Resultaba obvio que no era su primera visita a la casa. ¡Ni la mía
tampoco! Enseguida reconocí el hogar de mi amiguita de las mil
gracias…
»Mi amigo se acercó corriendo a la terraza, se sentó al lado
de la puerta y se puso a contemplar la luna. Los crisantemos, aún
intocados por la escarcha, estaban preciosos, y las hojas
encarnadas, que la brisa otoñal mecía suavemente, eran una
maravilla. Mi amigo desenfundó su flauta, y se puso a tocar y
después a cantar «El pozo de Asuka» y otras melodías. No hube
de esperar mucho: muy pronto nos llegó el son de un koto de seis
cuerdas que acompañaba a la flauta. Parecía recién afinado y a
punto para el dúo que estaba sonando. Mi amigo se lanzó a la
ventana. Cogió un crisantemo, y lo introdujo por debajo de la
persiana, recitando:
—Me sorprende
que la música del koto, las flores
y los rayos de la luna
no hayan atraído otros pies a esta casa.
»La dama le contestó en el mismo tono de buen humor:
—Si el viento invernal ahoga
el rumor de las hojas secas,
¿tendré que borrar el son de la flauta
que acompaña los vientos?
»Ignorando que yo estaba cerca, la dama cambió el koto
japonés de seis cuerdas por el chino de trece, y empezó a tocar
arpegios. Aunque reconocía el talento de la muchacha, me sentía
rabioso. Resulta divertido intercambiar chistes y frases ingeniosas
con una dama frívola de vez en cuando, y siempre que las cosas no
vayan demasiado lejos. Pero en aquel caso las cosas habían ido
demasiado lejos, de manera que nunca más volví a visitarla.

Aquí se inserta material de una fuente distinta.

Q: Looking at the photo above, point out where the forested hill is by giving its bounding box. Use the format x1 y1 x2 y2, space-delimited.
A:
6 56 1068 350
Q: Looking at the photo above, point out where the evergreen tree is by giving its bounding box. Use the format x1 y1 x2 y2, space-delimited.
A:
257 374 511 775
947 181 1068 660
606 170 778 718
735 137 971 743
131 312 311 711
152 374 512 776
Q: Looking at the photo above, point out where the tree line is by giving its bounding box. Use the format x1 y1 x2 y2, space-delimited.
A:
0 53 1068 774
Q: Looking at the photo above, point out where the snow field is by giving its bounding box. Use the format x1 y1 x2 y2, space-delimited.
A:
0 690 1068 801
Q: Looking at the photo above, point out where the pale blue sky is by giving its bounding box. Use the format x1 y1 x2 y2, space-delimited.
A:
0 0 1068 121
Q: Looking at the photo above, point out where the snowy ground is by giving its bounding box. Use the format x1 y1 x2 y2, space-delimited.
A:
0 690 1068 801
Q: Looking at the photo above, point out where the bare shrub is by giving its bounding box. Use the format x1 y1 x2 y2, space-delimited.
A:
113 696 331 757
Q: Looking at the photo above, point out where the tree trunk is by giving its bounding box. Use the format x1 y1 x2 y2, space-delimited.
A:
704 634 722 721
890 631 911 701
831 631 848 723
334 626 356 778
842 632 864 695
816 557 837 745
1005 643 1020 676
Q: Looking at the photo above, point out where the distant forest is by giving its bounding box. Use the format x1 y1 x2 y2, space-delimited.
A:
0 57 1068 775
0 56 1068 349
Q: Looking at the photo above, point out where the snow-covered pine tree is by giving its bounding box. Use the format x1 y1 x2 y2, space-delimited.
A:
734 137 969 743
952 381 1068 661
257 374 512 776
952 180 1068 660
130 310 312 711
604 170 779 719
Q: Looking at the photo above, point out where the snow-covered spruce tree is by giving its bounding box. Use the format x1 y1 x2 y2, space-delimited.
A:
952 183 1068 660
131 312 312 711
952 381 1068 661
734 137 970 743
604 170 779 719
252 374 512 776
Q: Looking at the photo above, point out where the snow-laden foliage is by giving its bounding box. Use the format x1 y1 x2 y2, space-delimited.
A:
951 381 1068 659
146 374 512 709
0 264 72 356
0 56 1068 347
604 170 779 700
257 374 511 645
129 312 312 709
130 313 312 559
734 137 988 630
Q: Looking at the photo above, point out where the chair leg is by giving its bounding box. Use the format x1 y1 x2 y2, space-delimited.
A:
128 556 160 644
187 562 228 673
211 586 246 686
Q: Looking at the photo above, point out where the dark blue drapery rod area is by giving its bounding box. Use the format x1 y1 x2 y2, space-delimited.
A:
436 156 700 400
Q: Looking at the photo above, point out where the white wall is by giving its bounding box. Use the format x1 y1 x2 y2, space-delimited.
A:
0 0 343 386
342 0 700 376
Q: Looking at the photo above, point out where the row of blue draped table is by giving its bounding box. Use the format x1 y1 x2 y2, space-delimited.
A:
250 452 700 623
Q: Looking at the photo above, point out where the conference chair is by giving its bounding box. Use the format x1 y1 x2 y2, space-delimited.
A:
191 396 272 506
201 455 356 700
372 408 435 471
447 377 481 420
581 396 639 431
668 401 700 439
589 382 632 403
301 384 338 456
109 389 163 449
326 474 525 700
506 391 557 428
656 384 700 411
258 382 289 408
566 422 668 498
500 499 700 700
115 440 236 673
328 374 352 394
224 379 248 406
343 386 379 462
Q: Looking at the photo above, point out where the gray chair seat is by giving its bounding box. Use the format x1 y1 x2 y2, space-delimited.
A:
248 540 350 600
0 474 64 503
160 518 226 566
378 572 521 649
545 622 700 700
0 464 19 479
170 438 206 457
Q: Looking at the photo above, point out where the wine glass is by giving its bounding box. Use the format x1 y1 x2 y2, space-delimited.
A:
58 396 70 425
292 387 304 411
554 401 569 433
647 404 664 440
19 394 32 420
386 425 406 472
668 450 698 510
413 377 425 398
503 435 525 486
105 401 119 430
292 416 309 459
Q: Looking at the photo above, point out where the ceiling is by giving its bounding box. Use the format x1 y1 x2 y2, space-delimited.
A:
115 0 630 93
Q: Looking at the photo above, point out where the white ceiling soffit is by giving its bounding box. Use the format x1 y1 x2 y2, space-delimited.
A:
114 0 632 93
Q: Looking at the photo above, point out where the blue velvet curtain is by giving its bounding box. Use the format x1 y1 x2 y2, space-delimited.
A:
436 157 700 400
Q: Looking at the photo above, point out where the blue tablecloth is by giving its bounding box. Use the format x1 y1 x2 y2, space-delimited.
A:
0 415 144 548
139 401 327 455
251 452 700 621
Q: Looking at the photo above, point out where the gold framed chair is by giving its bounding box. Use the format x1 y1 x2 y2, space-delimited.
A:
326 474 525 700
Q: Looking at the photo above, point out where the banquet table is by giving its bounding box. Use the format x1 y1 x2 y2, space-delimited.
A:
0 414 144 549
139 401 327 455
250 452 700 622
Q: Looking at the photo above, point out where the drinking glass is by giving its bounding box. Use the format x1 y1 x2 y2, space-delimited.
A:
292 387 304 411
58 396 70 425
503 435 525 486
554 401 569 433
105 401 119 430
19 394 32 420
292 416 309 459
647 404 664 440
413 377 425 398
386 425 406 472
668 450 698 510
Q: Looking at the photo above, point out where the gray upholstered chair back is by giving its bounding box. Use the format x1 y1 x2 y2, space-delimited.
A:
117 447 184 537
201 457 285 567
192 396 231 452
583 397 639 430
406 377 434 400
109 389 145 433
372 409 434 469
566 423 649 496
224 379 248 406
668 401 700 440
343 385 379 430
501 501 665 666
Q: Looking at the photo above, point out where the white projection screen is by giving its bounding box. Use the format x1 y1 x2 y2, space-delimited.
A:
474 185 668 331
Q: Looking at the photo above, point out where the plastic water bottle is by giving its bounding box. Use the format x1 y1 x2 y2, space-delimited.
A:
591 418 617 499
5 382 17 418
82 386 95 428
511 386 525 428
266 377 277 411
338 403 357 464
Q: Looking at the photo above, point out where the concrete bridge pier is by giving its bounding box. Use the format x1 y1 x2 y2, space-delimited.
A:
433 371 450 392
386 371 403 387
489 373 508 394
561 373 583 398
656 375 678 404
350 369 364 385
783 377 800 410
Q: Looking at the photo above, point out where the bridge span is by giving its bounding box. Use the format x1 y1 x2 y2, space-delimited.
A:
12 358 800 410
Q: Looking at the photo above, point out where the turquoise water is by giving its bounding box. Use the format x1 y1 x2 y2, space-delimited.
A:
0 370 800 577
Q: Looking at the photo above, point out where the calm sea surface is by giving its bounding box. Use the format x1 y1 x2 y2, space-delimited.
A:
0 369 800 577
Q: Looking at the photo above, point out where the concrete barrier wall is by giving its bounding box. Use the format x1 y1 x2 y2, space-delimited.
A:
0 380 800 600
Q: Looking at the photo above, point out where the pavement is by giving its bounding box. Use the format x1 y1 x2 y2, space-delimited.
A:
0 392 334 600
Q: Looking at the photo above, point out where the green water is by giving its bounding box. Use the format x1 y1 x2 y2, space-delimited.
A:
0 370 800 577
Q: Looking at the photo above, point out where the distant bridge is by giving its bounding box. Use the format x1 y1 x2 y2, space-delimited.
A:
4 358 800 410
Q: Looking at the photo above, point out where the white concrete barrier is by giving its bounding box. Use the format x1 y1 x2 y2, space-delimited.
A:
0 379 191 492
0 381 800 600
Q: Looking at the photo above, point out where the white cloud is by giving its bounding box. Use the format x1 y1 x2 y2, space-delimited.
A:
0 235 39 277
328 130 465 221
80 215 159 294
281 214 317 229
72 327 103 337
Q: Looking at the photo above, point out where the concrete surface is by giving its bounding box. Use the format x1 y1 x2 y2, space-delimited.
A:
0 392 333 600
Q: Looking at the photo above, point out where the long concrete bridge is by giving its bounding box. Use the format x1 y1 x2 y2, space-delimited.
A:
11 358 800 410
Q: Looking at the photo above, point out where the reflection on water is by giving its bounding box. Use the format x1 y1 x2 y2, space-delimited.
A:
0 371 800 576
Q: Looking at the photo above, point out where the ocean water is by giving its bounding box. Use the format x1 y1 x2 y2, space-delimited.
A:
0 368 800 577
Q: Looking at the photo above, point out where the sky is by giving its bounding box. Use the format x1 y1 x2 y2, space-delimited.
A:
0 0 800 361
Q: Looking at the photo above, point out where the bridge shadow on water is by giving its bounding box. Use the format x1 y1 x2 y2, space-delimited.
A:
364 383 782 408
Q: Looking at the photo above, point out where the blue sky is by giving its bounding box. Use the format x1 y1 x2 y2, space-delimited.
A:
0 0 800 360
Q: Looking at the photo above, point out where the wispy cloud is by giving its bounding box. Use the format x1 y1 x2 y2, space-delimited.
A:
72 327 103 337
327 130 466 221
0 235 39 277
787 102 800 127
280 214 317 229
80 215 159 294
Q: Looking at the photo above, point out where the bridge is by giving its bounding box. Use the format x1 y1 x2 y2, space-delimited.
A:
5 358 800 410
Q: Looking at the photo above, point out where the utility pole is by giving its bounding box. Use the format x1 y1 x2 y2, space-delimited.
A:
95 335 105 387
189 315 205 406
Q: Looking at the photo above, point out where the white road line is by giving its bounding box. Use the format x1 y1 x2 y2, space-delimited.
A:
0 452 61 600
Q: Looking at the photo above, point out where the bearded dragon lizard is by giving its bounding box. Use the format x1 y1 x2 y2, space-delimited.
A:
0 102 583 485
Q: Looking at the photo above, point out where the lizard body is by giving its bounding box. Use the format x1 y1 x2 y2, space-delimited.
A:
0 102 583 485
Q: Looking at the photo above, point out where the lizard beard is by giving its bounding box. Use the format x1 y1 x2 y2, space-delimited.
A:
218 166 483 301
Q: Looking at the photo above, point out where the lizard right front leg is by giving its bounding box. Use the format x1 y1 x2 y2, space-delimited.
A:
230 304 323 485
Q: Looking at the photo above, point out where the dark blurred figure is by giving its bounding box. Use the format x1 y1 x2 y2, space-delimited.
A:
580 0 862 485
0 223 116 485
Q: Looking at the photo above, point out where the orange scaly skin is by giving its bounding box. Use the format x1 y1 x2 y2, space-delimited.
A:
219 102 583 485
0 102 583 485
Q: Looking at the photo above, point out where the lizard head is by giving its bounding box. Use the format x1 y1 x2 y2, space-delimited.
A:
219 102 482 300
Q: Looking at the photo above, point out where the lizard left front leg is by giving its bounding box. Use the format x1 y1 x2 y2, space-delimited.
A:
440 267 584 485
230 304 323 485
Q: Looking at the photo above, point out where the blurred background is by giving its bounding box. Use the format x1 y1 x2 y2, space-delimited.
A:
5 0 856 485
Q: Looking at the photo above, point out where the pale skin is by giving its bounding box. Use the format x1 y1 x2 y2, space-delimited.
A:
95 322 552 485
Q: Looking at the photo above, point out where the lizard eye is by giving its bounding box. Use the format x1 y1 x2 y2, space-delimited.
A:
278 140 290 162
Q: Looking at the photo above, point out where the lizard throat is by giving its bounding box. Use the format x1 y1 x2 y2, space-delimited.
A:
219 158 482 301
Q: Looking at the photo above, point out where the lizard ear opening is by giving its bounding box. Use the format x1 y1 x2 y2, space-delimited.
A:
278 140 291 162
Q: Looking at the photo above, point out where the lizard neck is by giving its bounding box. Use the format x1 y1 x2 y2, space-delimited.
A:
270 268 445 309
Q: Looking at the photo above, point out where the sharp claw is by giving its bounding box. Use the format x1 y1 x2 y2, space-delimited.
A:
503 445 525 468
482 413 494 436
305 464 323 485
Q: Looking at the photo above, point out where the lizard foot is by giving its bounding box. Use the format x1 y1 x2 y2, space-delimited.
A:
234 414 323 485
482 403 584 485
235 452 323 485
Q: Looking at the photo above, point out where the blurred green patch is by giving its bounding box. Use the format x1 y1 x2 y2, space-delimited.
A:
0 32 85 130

»Esas dos historias que acabo de relatar (las más significativas
que me han sucedido hasta hoy) me han enseñado a esperar poco
del sexo opuesto. Luego mi opinión sobre las mujeres no ha hecho
sino empeorar. A vuestra tierna edad por fuerza hallaréis deliciosas
esas gotitas de rocío que se desprenden de las hierbas cuando
las tocamos o esos brillantes copitos de nieve que se funden en
la palma de la mano que los sostiene. Y, sin embargo, tarde o
temprano me daréis la razón. Haced caso, pues, de mi consejo de
experto, y os ahorraréis muchas desilusiones. Por lo que más
queráis, no os fiéis de las zalameras, porque si cedéis ante sus
caricias y halagos, acabarán por poneros en ridículo a los ojos del
mundo, y lo lamentaréis el resto de vuestras vidas.